Recorded in just over a week, the album does not hide its speed. There is a looseness here that the Crowes have sometimes chased and sometimes talked themselves out of. On A Pound of Feathers, they chase it and catch it. Chris Robinson’s voice, still one of the more distinctive instruments in American rock, sounds less like he is performing and more like he is just in the room with you. Rich Robinson’s guitar work is exactly what you want from him: spacious, confident, not trying to fill every silence.
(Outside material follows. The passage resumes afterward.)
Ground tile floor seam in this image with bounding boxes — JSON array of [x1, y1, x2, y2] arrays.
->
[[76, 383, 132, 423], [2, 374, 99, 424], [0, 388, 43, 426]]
“Southern Blood” opens things up with an almost casual authority, a groove that settles in before the melody even announces itself. “Two Moons Down” is the kind of track that would have sounded good on a jukebox in 1975 and sounds just as good now. There is no nostalgia baked into it, just a song that understands what makes rock music feel physical.

The album does thin out slightly in its middle section, a couple of tracks that coast on the band’s chemistry without adding much to the record’s overall argument. That is a minor complaint. The back half recovers well, and by the time “Featherweight” closes things out, the record has made its case.

The case is this: the Black Crowes, when they stop second-guessing themselves and just play, are still one of the better American rock bands doing it. A Pound of Feathers is not a comeback record or a nostalgia record. It is a band finding out what they sound like when they trust each other in a room. The answer turns out to be pretty good.